Arrodillada junto a Maynard, hundió la mano en un tarro y la sacó colmada de una sustancia.
—¿Qué es ese potingue? —indagó Maynard alarmado.
—Grasa de cerdo.
—¿Qué vas a hacer con ella?
—Untarla por todo el cuerpo —dijo riendo—. Es cuanto tengo para mantener los bichos a raya. Cuando el último botín, Roche tuvo ocasión de conseguir un lote de 612. Pero lo cambió por ron.
Se había quitado el poncho y, desnuda, empezó a aplicarse grasa por todo el cuerpo. La piel le relucía a la luz de la linterna.
El olor del ungüento le devolvió a Maynard el recuerdo de las mañanas de domingo de su niñez, cuando su padre preparaba salchichas y tocino ahumado y freía huevos en su sustancia.
—¿Dónde está mi hijo?
—Con los otros muchachos.
—¿Son muchos?
—Ahora, solo dos. Amén de Mary, la chica. El número varía.
Sentada, comenzó a untarse la parte interna de los muslos.
—¿Qué le harán?
—¿Hacerle? Nada. Le enseñarán a valerse por sí mismo.
—¿Hay otros en mi situación?
Ella meneó negativamente la cabeza.
—Eres el único. Ningún otro salvó jamás la vida.
—¿Por qué?
—El pacto dice que el adulto, hombre o mujer, está corrompido. Solo los niños son puros.
—¿Qué pacto es ese?
—Ya lo descubrirás… si vives lo suficiente.
Procurándose más grasa del tarro, se puso a embadurnarle con ella el rostro.
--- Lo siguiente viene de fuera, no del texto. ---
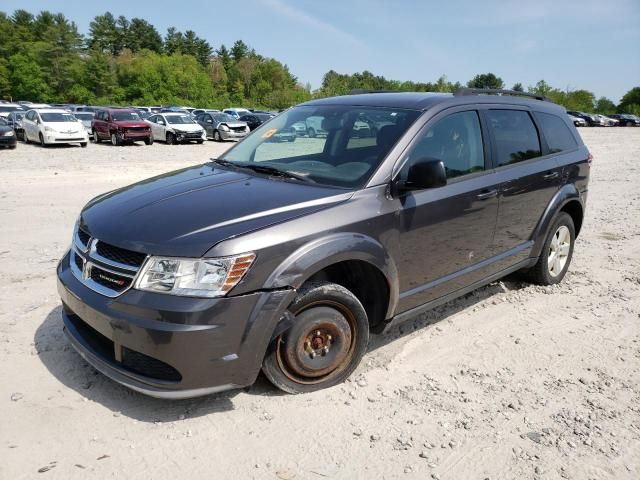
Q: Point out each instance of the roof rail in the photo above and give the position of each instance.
(496, 91)
(361, 91)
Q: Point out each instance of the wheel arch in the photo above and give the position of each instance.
(568, 199)
(345, 259)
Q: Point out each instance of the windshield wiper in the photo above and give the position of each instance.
(269, 170)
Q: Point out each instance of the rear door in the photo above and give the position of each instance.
(446, 233)
(529, 177)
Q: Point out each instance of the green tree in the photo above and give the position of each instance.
(105, 35)
(630, 102)
(605, 106)
(486, 80)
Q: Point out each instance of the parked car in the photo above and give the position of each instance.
(7, 135)
(86, 118)
(236, 112)
(254, 120)
(284, 257)
(626, 120)
(591, 119)
(198, 111)
(577, 121)
(14, 120)
(606, 121)
(120, 126)
(221, 126)
(176, 128)
(7, 108)
(49, 126)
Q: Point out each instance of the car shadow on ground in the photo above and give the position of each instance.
(57, 355)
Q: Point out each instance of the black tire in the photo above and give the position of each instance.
(327, 316)
(540, 273)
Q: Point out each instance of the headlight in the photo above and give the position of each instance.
(203, 277)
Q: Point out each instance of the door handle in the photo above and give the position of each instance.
(487, 194)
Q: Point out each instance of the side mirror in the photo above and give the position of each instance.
(424, 173)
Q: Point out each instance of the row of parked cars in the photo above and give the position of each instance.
(581, 119)
(51, 124)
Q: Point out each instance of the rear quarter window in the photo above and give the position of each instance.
(556, 132)
(515, 135)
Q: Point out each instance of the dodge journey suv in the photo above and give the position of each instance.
(283, 257)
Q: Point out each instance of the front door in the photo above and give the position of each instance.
(446, 233)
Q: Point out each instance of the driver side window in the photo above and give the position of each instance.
(456, 140)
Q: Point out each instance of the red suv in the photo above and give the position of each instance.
(121, 126)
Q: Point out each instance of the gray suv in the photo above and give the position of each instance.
(283, 257)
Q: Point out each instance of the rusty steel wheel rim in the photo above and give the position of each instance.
(323, 350)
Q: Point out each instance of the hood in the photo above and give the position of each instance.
(186, 212)
(186, 127)
(131, 123)
(236, 124)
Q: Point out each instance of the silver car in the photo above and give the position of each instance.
(221, 126)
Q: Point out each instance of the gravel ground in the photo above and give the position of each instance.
(511, 381)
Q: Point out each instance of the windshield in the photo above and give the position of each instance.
(179, 119)
(57, 117)
(125, 117)
(339, 146)
(223, 117)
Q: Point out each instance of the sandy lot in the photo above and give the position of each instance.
(513, 381)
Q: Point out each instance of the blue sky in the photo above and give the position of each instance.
(591, 44)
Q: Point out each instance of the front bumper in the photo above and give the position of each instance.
(168, 346)
(58, 137)
(8, 141)
(231, 135)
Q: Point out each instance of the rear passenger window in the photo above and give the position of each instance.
(457, 141)
(515, 134)
(556, 132)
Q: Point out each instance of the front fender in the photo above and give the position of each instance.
(323, 252)
(566, 194)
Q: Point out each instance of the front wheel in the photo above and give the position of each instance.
(556, 253)
(324, 345)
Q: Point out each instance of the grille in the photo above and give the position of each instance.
(78, 261)
(110, 280)
(148, 366)
(132, 360)
(84, 237)
(120, 255)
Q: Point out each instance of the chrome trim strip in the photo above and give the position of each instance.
(94, 255)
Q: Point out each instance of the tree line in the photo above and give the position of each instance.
(123, 61)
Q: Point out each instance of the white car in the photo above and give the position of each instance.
(50, 126)
(237, 112)
(175, 128)
(7, 108)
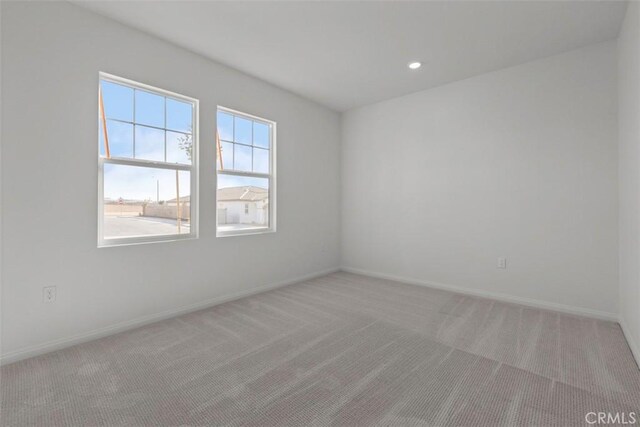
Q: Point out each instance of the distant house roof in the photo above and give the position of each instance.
(246, 193)
(229, 194)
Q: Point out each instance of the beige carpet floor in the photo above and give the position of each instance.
(339, 350)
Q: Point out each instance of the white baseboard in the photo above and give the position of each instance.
(491, 295)
(633, 344)
(61, 343)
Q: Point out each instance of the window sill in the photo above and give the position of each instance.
(247, 232)
(131, 241)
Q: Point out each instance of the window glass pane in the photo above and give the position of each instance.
(179, 115)
(225, 126)
(227, 156)
(260, 160)
(140, 201)
(242, 158)
(179, 146)
(234, 194)
(149, 143)
(149, 109)
(260, 135)
(242, 130)
(120, 139)
(118, 101)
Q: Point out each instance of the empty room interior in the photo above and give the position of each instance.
(322, 213)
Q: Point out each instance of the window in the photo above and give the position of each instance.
(148, 156)
(245, 146)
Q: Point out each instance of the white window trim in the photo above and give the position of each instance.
(271, 176)
(193, 168)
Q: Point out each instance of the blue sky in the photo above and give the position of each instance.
(244, 142)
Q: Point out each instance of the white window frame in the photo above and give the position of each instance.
(271, 176)
(193, 169)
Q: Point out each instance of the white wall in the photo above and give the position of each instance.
(629, 174)
(52, 53)
(520, 163)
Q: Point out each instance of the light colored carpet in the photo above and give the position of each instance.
(338, 350)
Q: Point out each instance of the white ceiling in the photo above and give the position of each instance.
(348, 54)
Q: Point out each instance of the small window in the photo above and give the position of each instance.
(245, 147)
(148, 149)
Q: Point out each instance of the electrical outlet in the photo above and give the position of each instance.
(49, 294)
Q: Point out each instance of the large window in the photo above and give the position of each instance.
(245, 148)
(148, 156)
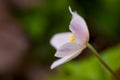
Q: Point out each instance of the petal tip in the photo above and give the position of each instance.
(70, 10)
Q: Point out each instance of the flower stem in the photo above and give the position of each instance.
(101, 60)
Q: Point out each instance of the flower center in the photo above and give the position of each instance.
(72, 39)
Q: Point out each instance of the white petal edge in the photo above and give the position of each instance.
(65, 59)
(60, 39)
(67, 49)
(79, 27)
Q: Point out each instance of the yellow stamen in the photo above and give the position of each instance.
(72, 39)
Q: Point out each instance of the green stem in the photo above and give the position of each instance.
(100, 59)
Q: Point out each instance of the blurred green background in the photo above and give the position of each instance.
(41, 19)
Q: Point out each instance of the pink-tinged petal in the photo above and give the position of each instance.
(66, 58)
(67, 49)
(60, 39)
(79, 27)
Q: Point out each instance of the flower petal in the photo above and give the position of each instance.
(66, 58)
(79, 27)
(67, 49)
(60, 39)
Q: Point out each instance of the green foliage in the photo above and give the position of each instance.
(90, 68)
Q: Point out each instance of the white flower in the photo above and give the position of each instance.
(70, 44)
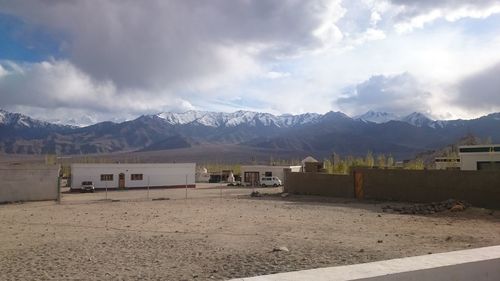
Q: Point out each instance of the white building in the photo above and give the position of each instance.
(447, 163)
(253, 173)
(134, 175)
(479, 157)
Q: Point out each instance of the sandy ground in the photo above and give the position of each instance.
(209, 237)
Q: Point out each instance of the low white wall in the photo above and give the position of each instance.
(28, 182)
(481, 264)
(276, 171)
(468, 161)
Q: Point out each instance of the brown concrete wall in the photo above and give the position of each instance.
(28, 183)
(320, 184)
(480, 188)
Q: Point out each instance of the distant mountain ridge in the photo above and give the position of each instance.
(310, 133)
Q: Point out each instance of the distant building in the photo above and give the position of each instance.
(447, 163)
(251, 174)
(480, 157)
(125, 176)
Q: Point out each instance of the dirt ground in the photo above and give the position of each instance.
(209, 237)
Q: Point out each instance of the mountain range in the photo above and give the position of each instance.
(316, 134)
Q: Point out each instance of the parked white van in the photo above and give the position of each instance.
(270, 181)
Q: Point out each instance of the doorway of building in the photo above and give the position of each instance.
(121, 181)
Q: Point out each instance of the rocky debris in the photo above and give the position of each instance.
(430, 208)
(281, 249)
(160, 198)
(255, 194)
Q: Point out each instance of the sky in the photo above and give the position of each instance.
(93, 60)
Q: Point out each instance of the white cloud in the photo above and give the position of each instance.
(277, 75)
(59, 84)
(400, 94)
(415, 14)
(480, 91)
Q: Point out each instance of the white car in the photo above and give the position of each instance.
(87, 186)
(270, 181)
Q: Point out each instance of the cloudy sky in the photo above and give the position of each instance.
(117, 59)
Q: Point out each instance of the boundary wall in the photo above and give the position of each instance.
(28, 183)
(480, 188)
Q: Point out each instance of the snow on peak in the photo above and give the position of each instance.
(19, 120)
(377, 117)
(417, 119)
(250, 118)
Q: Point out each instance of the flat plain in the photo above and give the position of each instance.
(217, 234)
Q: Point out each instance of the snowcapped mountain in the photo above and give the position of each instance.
(17, 120)
(294, 134)
(418, 119)
(377, 117)
(220, 119)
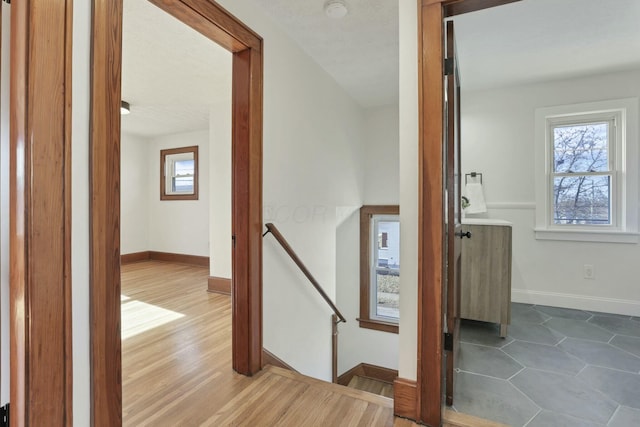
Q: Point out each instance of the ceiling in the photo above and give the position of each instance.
(170, 88)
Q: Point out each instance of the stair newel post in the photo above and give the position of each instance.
(334, 348)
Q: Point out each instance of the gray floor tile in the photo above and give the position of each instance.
(566, 313)
(578, 329)
(623, 387)
(534, 333)
(630, 344)
(617, 325)
(525, 313)
(565, 394)
(553, 419)
(625, 417)
(482, 333)
(601, 354)
(545, 357)
(599, 313)
(487, 361)
(492, 399)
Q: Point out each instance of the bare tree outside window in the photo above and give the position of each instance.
(582, 177)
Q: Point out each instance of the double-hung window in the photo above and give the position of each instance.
(587, 172)
(179, 173)
(379, 268)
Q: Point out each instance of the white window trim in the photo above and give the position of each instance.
(625, 229)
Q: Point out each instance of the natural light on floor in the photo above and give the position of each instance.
(138, 316)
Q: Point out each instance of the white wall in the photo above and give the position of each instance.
(220, 187)
(80, 213)
(408, 339)
(135, 192)
(4, 207)
(179, 226)
(382, 156)
(498, 140)
(381, 187)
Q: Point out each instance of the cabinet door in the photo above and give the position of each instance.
(486, 274)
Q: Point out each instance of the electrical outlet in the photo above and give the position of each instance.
(588, 271)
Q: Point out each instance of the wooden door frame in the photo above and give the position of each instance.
(216, 23)
(431, 231)
(40, 213)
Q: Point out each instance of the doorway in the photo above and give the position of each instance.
(217, 24)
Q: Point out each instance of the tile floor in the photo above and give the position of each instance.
(556, 367)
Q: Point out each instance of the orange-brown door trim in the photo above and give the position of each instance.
(40, 213)
(213, 21)
(431, 250)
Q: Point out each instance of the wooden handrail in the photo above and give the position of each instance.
(287, 248)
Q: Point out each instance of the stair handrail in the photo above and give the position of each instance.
(289, 250)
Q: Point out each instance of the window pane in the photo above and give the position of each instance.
(183, 167)
(581, 148)
(582, 200)
(182, 184)
(388, 269)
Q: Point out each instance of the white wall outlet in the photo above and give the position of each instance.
(588, 271)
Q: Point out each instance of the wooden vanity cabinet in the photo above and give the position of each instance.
(486, 275)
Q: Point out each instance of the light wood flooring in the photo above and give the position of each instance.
(176, 364)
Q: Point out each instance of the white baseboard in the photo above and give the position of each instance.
(580, 302)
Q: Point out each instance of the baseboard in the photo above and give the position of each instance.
(200, 261)
(405, 398)
(580, 302)
(369, 371)
(451, 418)
(134, 257)
(269, 358)
(219, 285)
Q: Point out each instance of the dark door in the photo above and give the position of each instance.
(454, 234)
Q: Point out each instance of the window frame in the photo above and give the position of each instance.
(164, 194)
(623, 158)
(366, 241)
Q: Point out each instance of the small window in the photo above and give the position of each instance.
(179, 174)
(379, 268)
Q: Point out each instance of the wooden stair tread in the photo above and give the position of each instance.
(278, 396)
(371, 385)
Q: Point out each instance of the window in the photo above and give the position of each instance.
(179, 174)
(586, 158)
(379, 268)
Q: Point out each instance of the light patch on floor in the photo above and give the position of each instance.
(139, 317)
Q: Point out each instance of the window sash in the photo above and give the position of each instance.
(374, 252)
(612, 161)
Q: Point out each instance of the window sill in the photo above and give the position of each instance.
(378, 325)
(601, 236)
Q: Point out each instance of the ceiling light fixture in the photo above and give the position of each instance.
(336, 9)
(125, 108)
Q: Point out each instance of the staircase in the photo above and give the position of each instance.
(371, 385)
(281, 397)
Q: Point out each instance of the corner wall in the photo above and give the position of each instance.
(381, 187)
(134, 194)
(498, 140)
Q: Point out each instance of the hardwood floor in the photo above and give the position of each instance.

Lo hacía suavemente. Luego pasó al cuello, los hombros, el pecho, y así hasta alcanzar los pies, que frotó hasta entre los dedos. Nada dejó sin protección. Tan confortante era el contacto de sus dedos, que, según le sobaban los muslos, Maynard fue adormeciéndose. Al poco, roncaba.
La mujer le plantó en la boca el reverso de la mano. Los nudillos le agrietaron los resecos labios. Fijos los ojos en los de él, que se abrieron con sobresalto, sacó más grasa del pote y le frotó los genitales.
—Todavía no es hora de dormir —dijo.
—Pero… ¡no puedo!
—Sí, puedes. Te lo probaré.
—¿Estás…?
—¿Fecunda? No. Pero debemos prepararnos para cuando lo esté.